The pattern resembles a sawtooth wave with a downward envelope. Standard Lyapunov theory (which assumes \( \dot{V} \leq 0 \) everywhere) cannot handle the upward jumps. A hybrid Lyapunov analysis would need to show that:

\[ V(t_{k+1}^-) < V(t_k^-) \]

where \( t_k^- \) denotes the moment just before the \( k \)-th consolidation event. This "net decrease" condition is observed experimentally but not yet proven.

Relevant Experiments

exp_memory_dynamics.sx — Lyapunov trajectory with consolidation jumps
exp_lyapunov.sx — standard Lyapunov analysis (no consolidation)

What This Means

This conjecture identifies a gap in the current theory.
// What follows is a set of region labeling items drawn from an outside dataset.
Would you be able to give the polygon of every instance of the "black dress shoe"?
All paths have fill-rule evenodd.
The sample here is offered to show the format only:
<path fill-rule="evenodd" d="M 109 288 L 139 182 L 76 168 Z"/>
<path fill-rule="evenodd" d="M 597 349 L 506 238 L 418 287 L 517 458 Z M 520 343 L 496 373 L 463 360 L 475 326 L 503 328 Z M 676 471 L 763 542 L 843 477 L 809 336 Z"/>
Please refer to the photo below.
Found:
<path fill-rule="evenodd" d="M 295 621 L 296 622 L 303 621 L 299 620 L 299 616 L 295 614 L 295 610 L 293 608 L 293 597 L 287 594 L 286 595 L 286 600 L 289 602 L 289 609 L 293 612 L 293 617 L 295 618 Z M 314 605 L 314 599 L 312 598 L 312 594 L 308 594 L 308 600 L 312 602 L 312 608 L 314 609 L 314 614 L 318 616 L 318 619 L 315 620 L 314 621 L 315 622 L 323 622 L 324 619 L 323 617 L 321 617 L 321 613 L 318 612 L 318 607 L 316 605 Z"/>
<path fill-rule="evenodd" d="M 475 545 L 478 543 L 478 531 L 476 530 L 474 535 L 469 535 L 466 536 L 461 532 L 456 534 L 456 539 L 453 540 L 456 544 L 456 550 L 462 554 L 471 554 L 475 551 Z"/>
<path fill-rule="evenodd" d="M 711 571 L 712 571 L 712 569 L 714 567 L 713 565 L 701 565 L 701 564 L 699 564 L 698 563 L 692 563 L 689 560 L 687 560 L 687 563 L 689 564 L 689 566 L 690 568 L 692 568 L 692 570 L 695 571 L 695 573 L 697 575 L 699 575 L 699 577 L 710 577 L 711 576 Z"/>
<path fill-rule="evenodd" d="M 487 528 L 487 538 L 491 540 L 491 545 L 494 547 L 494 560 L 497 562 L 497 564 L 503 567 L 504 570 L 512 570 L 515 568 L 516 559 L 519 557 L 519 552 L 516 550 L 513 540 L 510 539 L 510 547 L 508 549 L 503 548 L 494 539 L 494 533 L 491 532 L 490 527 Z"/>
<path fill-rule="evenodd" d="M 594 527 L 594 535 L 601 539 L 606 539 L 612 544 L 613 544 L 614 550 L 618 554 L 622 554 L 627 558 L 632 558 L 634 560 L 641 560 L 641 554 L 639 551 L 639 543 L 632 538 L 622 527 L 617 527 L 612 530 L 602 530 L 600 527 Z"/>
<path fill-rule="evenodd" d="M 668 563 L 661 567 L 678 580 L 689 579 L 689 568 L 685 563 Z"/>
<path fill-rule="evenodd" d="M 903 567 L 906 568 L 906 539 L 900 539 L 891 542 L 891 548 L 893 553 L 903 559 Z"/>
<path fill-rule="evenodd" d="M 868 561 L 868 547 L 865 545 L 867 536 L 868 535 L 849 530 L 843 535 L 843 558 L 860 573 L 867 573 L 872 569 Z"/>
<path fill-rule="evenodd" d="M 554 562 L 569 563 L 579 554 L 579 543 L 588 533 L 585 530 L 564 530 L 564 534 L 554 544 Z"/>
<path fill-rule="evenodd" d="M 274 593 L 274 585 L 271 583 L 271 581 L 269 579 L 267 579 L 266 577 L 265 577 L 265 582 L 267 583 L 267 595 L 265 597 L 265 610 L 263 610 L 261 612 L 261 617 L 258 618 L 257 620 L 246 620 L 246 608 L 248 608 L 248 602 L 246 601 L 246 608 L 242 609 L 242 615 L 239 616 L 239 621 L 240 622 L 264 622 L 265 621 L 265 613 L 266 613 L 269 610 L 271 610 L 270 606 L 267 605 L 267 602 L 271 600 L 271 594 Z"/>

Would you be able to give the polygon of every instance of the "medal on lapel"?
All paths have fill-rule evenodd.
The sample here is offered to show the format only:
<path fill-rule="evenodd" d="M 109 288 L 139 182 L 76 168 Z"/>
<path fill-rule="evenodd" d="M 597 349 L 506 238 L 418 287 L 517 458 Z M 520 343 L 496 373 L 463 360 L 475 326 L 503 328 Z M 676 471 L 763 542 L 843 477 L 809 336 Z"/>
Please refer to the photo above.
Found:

The Unified Adaptation Theorem proves convergence for systems with smooth dynamics, but real adaptive systems often have discrete events (memory consolidation, cache clearing, model checkpointing) that temporarily increase the Lyapunov function. A hybrid analysis would extend the theorem to cover these practical cases. The mathematical tools exist in the hybrid dynamical systems literature (Goebel, Sanfelice, Teel), but applying them to the specific structure of composed adaptive systems requires new work.